Background

Post-translational modifications (PTMs) of proteins are enzyme-medicated covalent alterations of protein sequence during which a chemical group can be added to a particular residue or sequence is cleaved at a specific location [1]. These modifications greatly expand the range of possible final forms of proteins that can be generated from the same genomic sequence [2]. PTMs also play an important role in modulation of all aspects of protein function, in particular, they can determine protein localization within the cell [3], mediate signal transduction [4, 5], activate or deactivate enzymes and transporters [6, 7] and underlie protein degradation and recycling [8]. Despite this critical role PTMs play in all living systems, accurate identification of all types of these modifications using laboratory methods remains challenging. Some pertinent problems include [9]: (1) isolation of specific proteins with modification (s) of interest from the highly diverse and biochemically heterogeneous proteome (2) masking effects of the highly abundant proteins in the sample, which can make isolation using standard immunoprecipitation and chromatographic methods difficult and (3) the diversity and molecular complexity of possible PTMs themselves.

Positions at which PTMs are possible are usually highly specific to particular protein residues and are governed by the amino acid motifs at the site and three-dimensional conformation of the protein [1]. Therefore, a priori identification of the sites and proteins where particular PTMs can occur can be an important way to narrow down the possibilities and facilitate their experimental verification. This sequence-based specificity allows for the possibility of identification of these sites using computational predictive approaches and development of such methods is an area of active research [10].

One of the important types of PTMs, called sumoylation, involves reversible covalent bonding of small ubiquitin-like modifier proteins SUMO1, SUMO2 and SUMO3 [11]. This modification is of particular interest due to its involvement in neurodegenerative [12,13,14] and immune-related diseases [15,16,17], as well as cancer [18, 19]. Sumoylation involves several enzymatic steps and was previously reported to be commonly found at ψK.E/D (or inverse E/D.Kψ) motif, where ψ can any of the hydrophobic amino acids [20]. However most recent results indicate that as many as half of all sumoylation sites do not actually follow this pattern [4], therefore simple motif-based strategies are likely to be insufficient for good predictive performance on these more recent data.

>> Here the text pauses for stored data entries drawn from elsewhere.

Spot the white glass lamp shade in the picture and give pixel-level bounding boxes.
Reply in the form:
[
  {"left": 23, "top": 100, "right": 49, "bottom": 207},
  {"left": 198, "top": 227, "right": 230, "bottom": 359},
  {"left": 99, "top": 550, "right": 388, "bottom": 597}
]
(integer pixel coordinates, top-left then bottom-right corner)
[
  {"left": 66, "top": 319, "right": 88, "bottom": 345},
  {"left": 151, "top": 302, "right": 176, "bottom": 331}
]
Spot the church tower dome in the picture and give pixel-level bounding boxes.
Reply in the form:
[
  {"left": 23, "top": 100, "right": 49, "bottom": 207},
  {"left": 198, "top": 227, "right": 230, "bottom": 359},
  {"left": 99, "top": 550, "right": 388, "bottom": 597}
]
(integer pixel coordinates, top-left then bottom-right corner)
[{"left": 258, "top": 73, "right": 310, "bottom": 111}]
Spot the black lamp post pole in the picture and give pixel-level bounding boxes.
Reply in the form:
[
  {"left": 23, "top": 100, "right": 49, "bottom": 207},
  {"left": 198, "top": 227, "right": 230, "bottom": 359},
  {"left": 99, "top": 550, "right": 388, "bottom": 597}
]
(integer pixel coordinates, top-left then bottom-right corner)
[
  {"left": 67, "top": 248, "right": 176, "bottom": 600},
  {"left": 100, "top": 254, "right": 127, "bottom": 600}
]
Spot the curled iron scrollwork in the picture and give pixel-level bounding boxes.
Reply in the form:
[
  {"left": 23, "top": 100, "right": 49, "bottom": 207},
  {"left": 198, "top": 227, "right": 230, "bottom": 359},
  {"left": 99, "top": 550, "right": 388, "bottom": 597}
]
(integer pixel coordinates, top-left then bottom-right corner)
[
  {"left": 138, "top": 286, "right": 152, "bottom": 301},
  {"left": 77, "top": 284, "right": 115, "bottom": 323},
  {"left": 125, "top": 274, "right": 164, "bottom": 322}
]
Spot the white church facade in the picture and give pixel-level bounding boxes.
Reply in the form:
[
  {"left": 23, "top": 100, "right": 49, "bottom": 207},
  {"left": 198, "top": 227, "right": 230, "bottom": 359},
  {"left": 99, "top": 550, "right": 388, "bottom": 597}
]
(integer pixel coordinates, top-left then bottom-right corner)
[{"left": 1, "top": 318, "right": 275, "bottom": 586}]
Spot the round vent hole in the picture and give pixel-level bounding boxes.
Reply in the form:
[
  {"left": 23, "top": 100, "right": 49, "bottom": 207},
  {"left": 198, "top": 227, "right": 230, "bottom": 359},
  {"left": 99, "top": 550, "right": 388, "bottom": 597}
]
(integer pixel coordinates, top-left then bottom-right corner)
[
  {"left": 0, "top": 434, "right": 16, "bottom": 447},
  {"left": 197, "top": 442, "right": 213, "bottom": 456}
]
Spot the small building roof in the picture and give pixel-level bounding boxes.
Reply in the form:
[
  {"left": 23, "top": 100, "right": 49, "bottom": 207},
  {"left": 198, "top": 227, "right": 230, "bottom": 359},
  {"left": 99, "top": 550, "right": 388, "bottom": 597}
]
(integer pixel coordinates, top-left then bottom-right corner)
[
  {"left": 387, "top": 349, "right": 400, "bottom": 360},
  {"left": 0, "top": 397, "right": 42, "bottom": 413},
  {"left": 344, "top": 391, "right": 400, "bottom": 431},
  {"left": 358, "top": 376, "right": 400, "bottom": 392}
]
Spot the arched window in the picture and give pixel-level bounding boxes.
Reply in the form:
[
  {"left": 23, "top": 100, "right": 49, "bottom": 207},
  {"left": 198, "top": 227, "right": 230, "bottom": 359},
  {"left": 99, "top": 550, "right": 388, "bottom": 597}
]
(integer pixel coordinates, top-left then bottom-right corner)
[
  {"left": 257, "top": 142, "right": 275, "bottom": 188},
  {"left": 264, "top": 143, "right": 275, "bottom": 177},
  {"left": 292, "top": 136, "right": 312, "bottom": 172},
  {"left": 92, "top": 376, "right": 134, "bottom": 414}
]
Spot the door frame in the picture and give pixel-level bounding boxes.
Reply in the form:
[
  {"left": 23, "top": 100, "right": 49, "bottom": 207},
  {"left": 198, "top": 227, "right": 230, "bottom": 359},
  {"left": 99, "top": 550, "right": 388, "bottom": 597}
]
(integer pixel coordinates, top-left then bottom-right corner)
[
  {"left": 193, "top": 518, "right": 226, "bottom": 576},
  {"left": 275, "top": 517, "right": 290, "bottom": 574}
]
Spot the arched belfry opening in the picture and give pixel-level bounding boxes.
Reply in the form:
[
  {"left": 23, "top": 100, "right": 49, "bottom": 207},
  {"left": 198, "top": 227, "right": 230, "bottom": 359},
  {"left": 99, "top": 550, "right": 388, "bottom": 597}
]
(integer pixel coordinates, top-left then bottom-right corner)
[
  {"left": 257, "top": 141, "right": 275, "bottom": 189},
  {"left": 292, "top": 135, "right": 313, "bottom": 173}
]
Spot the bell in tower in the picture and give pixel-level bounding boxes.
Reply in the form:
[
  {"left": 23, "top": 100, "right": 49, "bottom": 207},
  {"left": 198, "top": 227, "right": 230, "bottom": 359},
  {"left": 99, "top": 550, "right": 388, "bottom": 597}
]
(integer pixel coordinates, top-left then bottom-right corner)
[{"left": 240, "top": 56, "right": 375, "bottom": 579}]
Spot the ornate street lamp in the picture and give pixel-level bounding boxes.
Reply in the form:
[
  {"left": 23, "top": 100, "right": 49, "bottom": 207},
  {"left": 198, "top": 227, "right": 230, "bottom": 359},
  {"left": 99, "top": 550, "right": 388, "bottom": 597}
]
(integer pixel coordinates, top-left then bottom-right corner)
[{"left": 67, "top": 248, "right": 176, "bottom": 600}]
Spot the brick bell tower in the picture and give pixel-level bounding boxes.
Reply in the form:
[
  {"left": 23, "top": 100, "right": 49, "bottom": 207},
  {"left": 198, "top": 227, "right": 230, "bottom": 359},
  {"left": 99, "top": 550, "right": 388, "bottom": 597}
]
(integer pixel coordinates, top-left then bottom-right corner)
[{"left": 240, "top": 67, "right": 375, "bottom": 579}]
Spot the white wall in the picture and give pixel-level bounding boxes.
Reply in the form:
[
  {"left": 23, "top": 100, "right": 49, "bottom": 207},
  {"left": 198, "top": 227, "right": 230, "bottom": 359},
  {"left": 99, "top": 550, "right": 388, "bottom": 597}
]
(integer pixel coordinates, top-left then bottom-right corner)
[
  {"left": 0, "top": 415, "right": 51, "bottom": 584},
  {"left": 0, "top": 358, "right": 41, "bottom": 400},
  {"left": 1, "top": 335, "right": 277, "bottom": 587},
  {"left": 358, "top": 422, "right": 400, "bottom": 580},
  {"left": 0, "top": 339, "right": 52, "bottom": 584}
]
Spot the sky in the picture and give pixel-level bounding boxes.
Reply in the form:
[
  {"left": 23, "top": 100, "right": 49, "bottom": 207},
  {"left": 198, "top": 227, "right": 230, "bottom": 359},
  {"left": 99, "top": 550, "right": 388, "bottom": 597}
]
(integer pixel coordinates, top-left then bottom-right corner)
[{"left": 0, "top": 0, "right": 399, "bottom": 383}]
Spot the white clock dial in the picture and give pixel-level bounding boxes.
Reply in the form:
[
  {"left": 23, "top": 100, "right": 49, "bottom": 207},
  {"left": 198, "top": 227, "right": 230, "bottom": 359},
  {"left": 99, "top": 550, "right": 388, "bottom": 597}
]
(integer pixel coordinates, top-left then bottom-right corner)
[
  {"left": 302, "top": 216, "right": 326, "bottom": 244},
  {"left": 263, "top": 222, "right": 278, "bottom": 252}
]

To date, multiple sequence-based approaches to prediction of sumoylation sites have been proposed. Some earlier approaches are SUMOsp [21], which employs a group-based prediction system (GPS) similarity clustering and SUMOpre [22], which works by fitting a multiple linear regression model to a 7-residue sequence window. In 2009, an updated version of the SUMOsp algorithm was released that achieved higher specificity and accuracy than any other tools available at the time and proved the utility of their original GPS-based approach. Next, SUMOhydro [23] was proposed that introduced an improved dataset of experimentally-determined sumoylation sites and explored an original type of predictive feature (binary-encoded hydrophobicity pattern) in combination with a support vector machine classifier. GPS-SUMO [24] further refined a GPS-based approach proposed in SUMOsp 1.0 and 2.0, and combined it with particle swarm optimization algorithm. Then, an important shift in direction was proposed by [25], who were the first to use protein structural features for prediction of sumoylation sites, in particular, predicted disorder and confirmation flexibility. And, finally, the most recent methods are pSumo-CD [26] and SUMO_LDA [27]. The former applied a covariance discriminant algorithm in combination with pseudo amino acid composition model. The latter works by computing a position-specific amino acid propensity matrix at locations of interest, which was then used in combination with linear discriminant analysis.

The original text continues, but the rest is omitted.